By the same token, if Mr. Obama hoped that the Israeli leader would endorse his assertions that “the prime minister and I prefer to resolve this diplomatically” and “do believe that there is still a window that allows for a diplomatic resolution,” he was not satisfied. Mr. Netanyahu made no reference to diplomacy; instead, he underlined that “Israel must reserve the right to defend itself,” adding, “My supreme responsibility . . . is to ensure that Israel remains the master of its fate.”
Though each man spoke of the solidity of the countries’ alliance, there is little doubt that Mr. Obama and Mr. Netanyahu continue to assess the threat from Iran and the best means of addressing it differently. Whether that leads to an Israeli strike on Iran over U.S. objections, Mr. Obama was no doubt right to predict “a series of difficult months” ahead.
In our view, Mr. Obama’s arguments against an early attack on Iran, which he outlined in a speech to the AIPAC (American Israel Public Affairs Committee) lobbying group and in an interview, as well as alongside Mr. Netanyahu, were persuasive. Mr. Obama conceded that Iran had not yet made a decision to seek a diplomatic settlement with the West. But he told the Atlantic’s Jeffrey Goldberg that Tehran “is not yet in a position to obtain a nuclear weapon without us having a pretty long lead time in which we know that they are making that attempt.”
While not explicitly threatening military action in that instance, Mr. Obama was clear in saying that “my policy . . . is not going to be one of containment,” and that preventing Iran from obtaining a bomb was “profoundly in the United States’ interest.” That should undercut charges by GOP presidential candidates that the president is ready to accept an Iranian bomb.
The gap this leaves in U.S.-Israeli relations is nevertheless twofold. First, Mr. Netanyahu’s government contends that Iran must be stopped not just from building a bomb but also from acquiring the capacity to do so. Second, Israel is reluctant to allow Iran to pass into a “zone of immunity” in which key nuclear facilities might be invulnerable to Israeli attack. Though the United States would retain the capacity to act, Mr. Netanyahu may not countenance a situation in which Israel is not “master of its fate.”

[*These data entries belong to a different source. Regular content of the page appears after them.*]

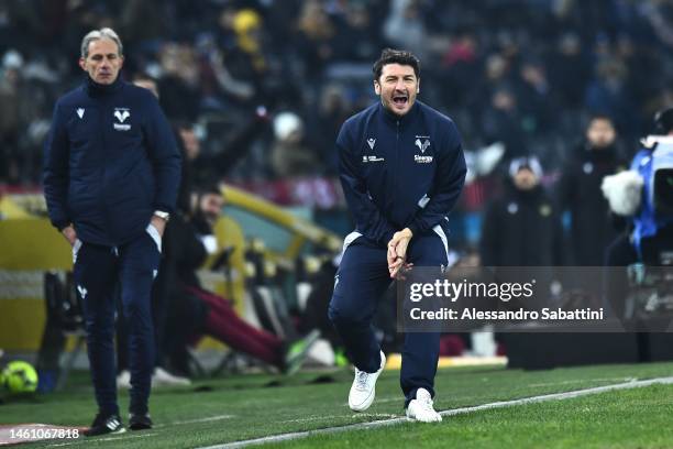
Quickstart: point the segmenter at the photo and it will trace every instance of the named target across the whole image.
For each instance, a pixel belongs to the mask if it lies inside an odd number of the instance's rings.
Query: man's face
[[[383,66],[380,77],[374,81],[374,90],[384,107],[396,116],[404,116],[413,106],[419,91],[420,79],[413,67],[399,64]]]
[[[99,39],[89,43],[89,55],[79,58],[79,66],[98,84],[110,85],[119,76],[124,57],[114,41]]]
[[[218,220],[218,217],[220,217],[223,206],[224,198],[221,195],[206,194],[201,196],[199,210],[212,226]]]
[[[586,140],[593,149],[605,149],[615,142],[615,127],[609,120],[595,119],[592,120],[586,129]]]
[[[519,190],[530,190],[538,185],[538,178],[530,168],[521,167],[515,175],[514,183]]]
[[[156,83],[152,79],[136,79],[133,81],[137,87],[142,87],[143,89],[150,90],[156,98],[158,98],[158,87]]]

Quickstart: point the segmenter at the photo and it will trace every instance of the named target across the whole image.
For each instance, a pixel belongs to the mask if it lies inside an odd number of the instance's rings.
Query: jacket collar
[[[118,75],[114,83],[110,85],[102,85],[102,84],[96,83],[93,79],[91,79],[89,75],[87,75],[87,80],[85,83],[85,89],[87,90],[87,94],[89,94],[89,96],[91,97],[102,97],[102,96],[108,96],[108,95],[111,95],[118,91],[119,89],[121,89],[122,85],[123,85],[123,81],[122,81],[121,75]]]

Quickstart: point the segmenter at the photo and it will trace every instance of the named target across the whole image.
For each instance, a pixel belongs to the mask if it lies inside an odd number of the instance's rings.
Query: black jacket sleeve
[[[173,212],[180,185],[181,157],[162,108],[151,94],[147,98],[150,111],[145,138],[156,180],[153,207],[155,210]]]
[[[347,128],[349,122],[341,127],[336,138],[339,178],[346,204],[360,232],[378,243],[388,243],[393,239],[395,228],[369,198],[364,176],[360,171],[360,160],[353,152],[353,140]]]
[[[57,102],[52,128],[44,143],[43,184],[49,220],[59,230],[70,222],[67,208],[69,157],[65,117]]]
[[[465,156],[457,130],[451,122],[451,132],[444,140],[443,147],[437,154],[438,167],[434,175],[434,185],[428,205],[419,209],[409,229],[415,234],[418,231],[428,231],[439,225],[449,215],[461,195],[465,184]]]

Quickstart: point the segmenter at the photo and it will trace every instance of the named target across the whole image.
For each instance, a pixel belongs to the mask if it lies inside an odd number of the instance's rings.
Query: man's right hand
[[[60,232],[66,238],[68,243],[70,243],[70,247],[74,247],[75,241],[77,240],[77,231],[75,231],[75,228],[73,227],[73,225],[66,226],[65,228],[63,228]]]

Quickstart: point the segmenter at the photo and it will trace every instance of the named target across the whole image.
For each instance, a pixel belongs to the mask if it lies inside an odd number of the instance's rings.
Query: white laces
[[[426,395],[421,393],[420,395],[416,396],[416,401],[418,401],[418,403],[424,410],[434,412],[434,408],[432,407],[434,403],[432,402],[432,397],[430,397],[430,395]]]
[[[355,376],[355,388],[367,390],[368,380],[369,380],[369,373],[367,373],[366,371],[357,370],[357,375]]]

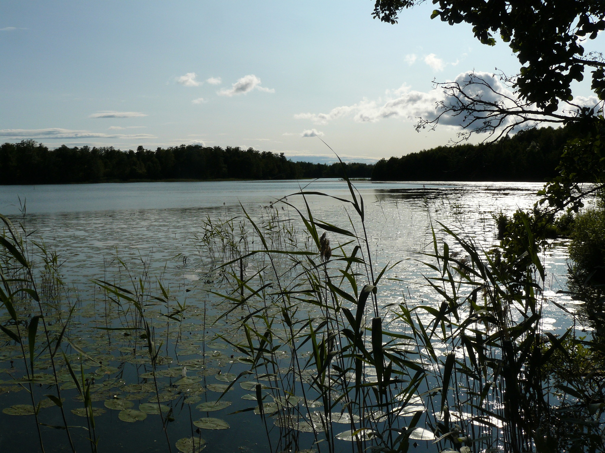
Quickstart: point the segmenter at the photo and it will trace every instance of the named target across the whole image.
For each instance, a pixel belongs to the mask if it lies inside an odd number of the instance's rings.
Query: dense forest
[[[373,165],[346,164],[350,178],[370,178]],[[54,150],[33,140],[0,146],[0,184],[52,184],[174,179],[340,178],[339,164],[293,162],[252,148],[181,145],[155,151],[113,147]]]
[[[557,176],[569,127],[518,132],[491,144],[439,146],[376,164],[376,181],[548,181]]]
[[[569,127],[520,132],[491,144],[439,146],[375,165],[346,164],[349,178],[374,181],[544,181],[557,175]],[[0,184],[341,178],[339,164],[293,162],[252,148],[181,145],[155,151],[113,147],[54,150],[33,140],[0,146]]]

It’s also possible — even likely — that, having established the principle that Israel is prepared to act unilaterally, Mr. Netanyahu and his government will choose not to do so. That would give the United States and its allies an opportunity to probe Iran’s willingness to make concessions in another round of negotiations, which are expected this spring. Otherwise, Mr. Obama’s pledge that “the United States will always have Israel’s back when it comes to Israel’s security” will be put to the test.